Resilience toward environmental stress is important for the function of both natural and engineered microbial ecosystems. Engineered microbial ecosystems are usually designed to maintain processes given a prescribed set of environmental conditions. Operation outside of these conditions may cause stress and failure of the desired system processes. Resources (nutrients) may become a source of stress in microbial bioreactors that have become adapted to particular substrates. Methanogenic bioreactors make excellent models for experimentally studying the resilience of microbial community structure and function because the major steps in the food web are readily measured. Anaerobic food webs consist of three broad trophic levels: hydrolysis/ primary fermentation, secondary fermentation (including syntrophic interactions), and methanogenesis. To better understand how stressors impact anaerobic ecosystem resilience, we have subjected methanogenic bioreactors to pulse disturbances with a unique substrate that induces stress when applied at high levels. We evaluated whether prior exposure to non-stressful pulses of the new substrate improved resilience toward a large, stressful pulse.

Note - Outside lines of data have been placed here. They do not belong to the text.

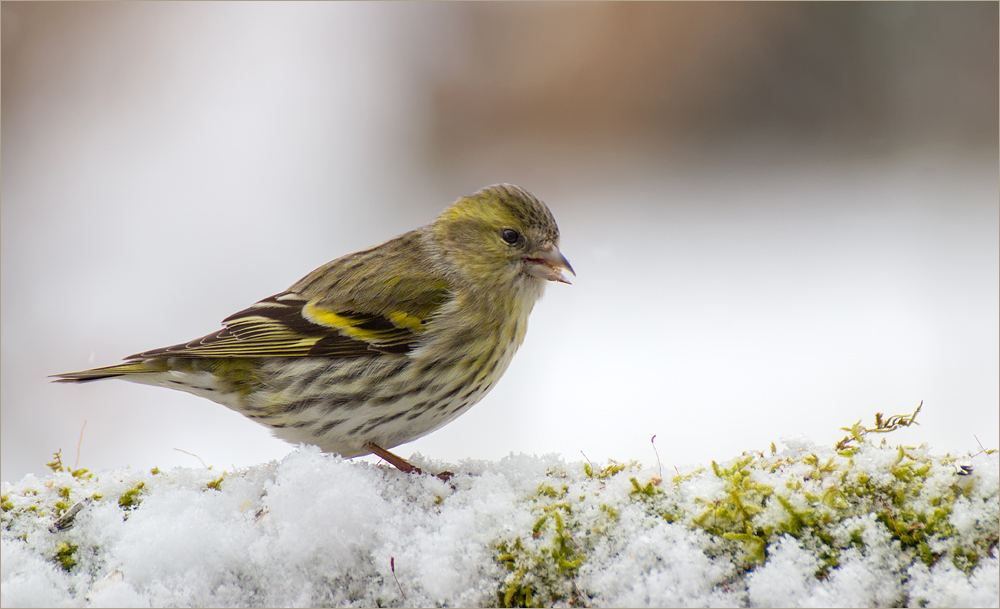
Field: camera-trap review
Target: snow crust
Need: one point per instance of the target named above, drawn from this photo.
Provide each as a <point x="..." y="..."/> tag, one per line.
<point x="315" y="530"/>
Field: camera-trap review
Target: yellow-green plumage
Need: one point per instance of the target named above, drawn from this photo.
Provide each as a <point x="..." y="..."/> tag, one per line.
<point x="382" y="346"/>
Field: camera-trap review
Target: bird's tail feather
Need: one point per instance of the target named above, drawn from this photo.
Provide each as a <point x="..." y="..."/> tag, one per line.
<point x="105" y="372"/>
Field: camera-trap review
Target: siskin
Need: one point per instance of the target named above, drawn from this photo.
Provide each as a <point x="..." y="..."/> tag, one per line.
<point x="383" y="346"/>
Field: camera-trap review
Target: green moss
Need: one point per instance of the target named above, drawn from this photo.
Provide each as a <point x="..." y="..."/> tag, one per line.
<point x="64" y="556"/>
<point x="131" y="499"/>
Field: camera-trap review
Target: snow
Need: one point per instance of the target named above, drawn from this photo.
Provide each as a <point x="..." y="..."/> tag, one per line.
<point x="316" y="530"/>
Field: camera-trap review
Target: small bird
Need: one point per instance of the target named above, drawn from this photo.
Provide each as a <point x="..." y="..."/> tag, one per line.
<point x="383" y="346"/>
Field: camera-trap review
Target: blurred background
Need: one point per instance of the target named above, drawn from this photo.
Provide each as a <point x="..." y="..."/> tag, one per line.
<point x="784" y="216"/>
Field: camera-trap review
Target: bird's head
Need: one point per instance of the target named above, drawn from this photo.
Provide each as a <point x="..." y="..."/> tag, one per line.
<point x="502" y="235"/>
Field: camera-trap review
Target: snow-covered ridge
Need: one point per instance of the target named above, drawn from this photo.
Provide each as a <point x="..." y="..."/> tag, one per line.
<point x="870" y="525"/>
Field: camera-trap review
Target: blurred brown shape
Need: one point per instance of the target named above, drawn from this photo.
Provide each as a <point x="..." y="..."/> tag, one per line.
<point x="581" y="73"/>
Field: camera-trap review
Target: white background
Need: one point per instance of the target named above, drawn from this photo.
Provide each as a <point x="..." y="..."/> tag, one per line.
<point x="165" y="165"/>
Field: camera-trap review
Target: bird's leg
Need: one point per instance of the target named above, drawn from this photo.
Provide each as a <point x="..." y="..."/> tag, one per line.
<point x="400" y="463"/>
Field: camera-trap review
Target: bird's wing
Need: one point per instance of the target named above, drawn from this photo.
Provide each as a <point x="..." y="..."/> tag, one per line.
<point x="291" y="324"/>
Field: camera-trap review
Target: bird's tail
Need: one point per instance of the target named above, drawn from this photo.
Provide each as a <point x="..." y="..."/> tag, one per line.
<point x="105" y="372"/>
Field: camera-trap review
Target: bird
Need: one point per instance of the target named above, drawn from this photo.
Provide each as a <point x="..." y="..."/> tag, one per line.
<point x="383" y="346"/>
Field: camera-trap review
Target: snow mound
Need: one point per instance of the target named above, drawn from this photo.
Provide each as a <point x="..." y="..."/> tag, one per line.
<point x="803" y="526"/>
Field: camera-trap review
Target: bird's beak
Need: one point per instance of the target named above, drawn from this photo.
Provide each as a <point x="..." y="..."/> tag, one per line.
<point x="549" y="264"/>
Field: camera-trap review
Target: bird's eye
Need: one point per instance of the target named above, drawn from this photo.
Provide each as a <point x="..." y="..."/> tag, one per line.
<point x="510" y="235"/>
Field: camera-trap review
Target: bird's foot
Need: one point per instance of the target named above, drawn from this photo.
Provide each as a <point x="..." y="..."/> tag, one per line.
<point x="400" y="463"/>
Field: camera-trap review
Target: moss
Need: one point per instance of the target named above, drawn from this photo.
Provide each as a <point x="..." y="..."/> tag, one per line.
<point x="131" y="499"/>
<point x="751" y="515"/>
<point x="64" y="556"/>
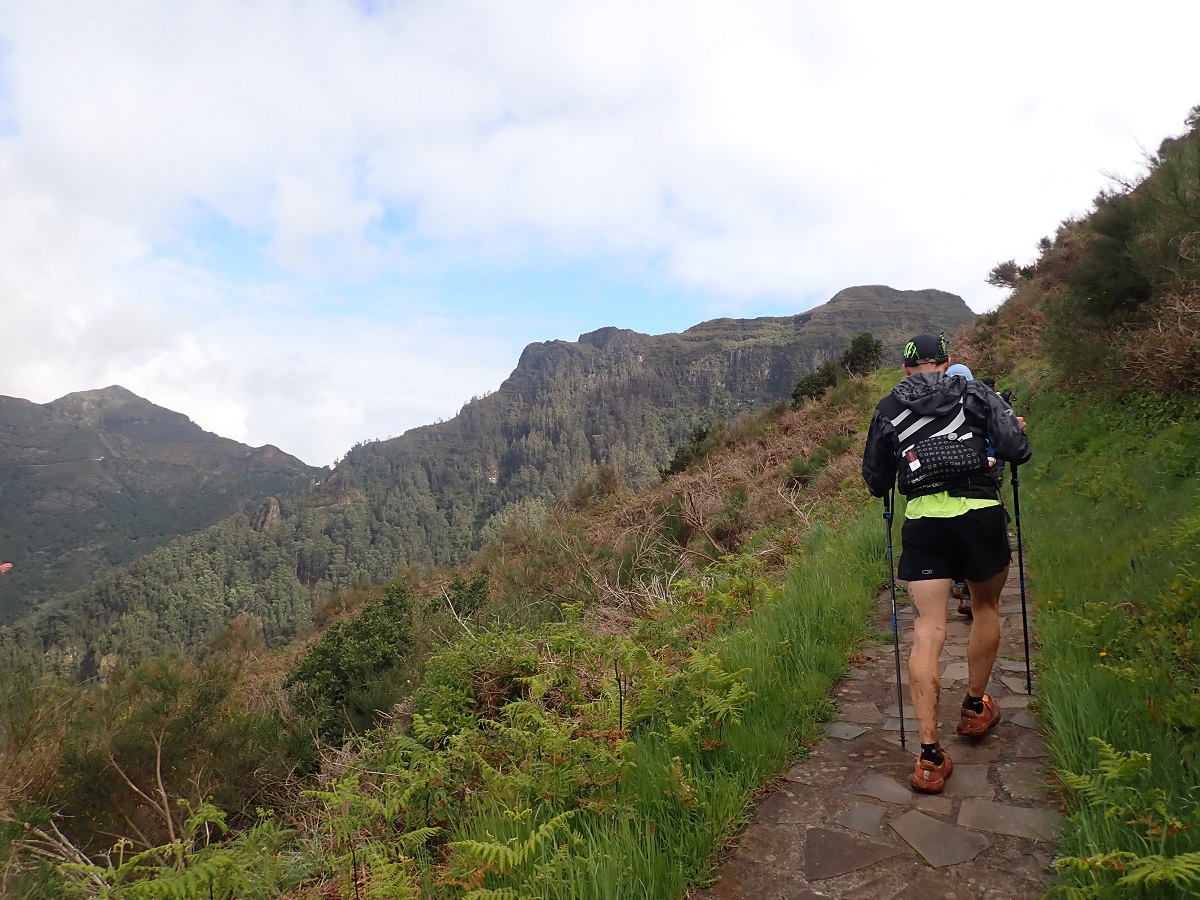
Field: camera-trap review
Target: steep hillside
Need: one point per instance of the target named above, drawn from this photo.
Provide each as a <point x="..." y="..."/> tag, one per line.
<point x="431" y="496"/>
<point x="95" y="479"/>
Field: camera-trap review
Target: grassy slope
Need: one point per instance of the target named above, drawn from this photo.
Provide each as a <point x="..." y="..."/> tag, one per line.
<point x="1109" y="511"/>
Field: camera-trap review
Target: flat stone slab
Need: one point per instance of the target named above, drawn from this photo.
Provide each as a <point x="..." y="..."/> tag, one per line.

The experiment used five replicate 10 liter methanogenic bioreactors that were established with inoculum from a pilot-scale reactor. The basal feedstock was poultry litter which has a low C/N ratio, high ammonia, and high lignocellulose. Reactors had a 20-day hydraulic retention time (HRT). Crude glycerol which has an extremely high C/N ratio was applied as pulse disturbances. Anaerobic food web linkages were evaluated with standard HACH tests and Gas Chromatography for fatty acids and gases. Microbial community structure dynamics were evaluated with Illumina sequencing of 16S rRNA gene diversity.
Results/Conclusions
The effects of small pulses of crude glycerol could be followed through the food web as rapid increases in total volatile acids (VA), particularly acetate and propionate, decreases in methane, and increases in biogas. Functional resilience occurred quickly as the systems returned to steady state conditions. Beta diversity analyses (UniFrac and Bray Curtis) showed modest changes following the small pulses. A final large stressful pulse was applied which more than doubled VAs. The reactor with the greatest community divergence after the small pulses showed the greatest functional resilience toward the stressful pulse: VA levels recovered most quickly. We found that prior exposure to non-stressful pulses of a new substrate was associated with a change in community structure and an increase in functional resilience toward later stressful-levels of the same disturbance.